It has been clear for a long time (e.g. Marvin Minsky's early research) that:
1. both ANNs and the brain need to solve the credit assignment problem
2. backprop works well for ANNs but probably isn't how the problem is solved in the brain
This paper is really interesting, but is more a novel theory about how the brain solves the credit assignment problem. The HN title makes it sound like differences between the brain and ANNs were previously unknown and is misleading IMO.
> The HN title makes it sound like differences between the brain and ANNs were previously unknown and is misleading IMO.
Agreed on both counts. There's nothing surprising in "there are differences between the brain and ANN's."
But their might be something useful in the "novel theory about how the brain solves the credit assignment problem" presented in the paper. At least for me, it caught my attention enough to justify giving it a full reading sometime soon.
Are there any results about the "optimality" of backpropagation? Can one show that it emerges naturally from some Bayesian optimality criterion or a dynamic programming principle? This is a significant advantage that the "free energy principle" people have.
For example, let's say instead of gradient descent you want to do a Newton descent. Then maybe there's a better way to compute the needed weight updates besides backprop?
I'd be willing to be proven wrong, but as a starting point I'd suggest it obviously isn't optimal for what it is being used for. The performance on tasks of AI seems to be quite poor relative to the time spent training. For example, when AIs overtake humans at Baduk it is normal for the AI to have played several orders of magnitude more games than elite human players.

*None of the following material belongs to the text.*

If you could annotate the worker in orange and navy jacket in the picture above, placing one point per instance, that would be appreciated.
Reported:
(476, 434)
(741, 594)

The important thing is backprop does work and so we're just scaling it up to absurd levels to get good results. There is going to be a big step change found sooner or later where training gets a lot better. Maybe there is some sort of threshold we're looking for where a trick only works for models with lots of parameters or something before we stumble on it, but if evolution can do it so will researchers.
> For example, let's say instead of gradient descent you want to do a Newton descent. Then maybe there's a better way to compute the needed weight updates besides backprop?
IIRC, feedback alignment [1] approximates Gauss-Newton minimization.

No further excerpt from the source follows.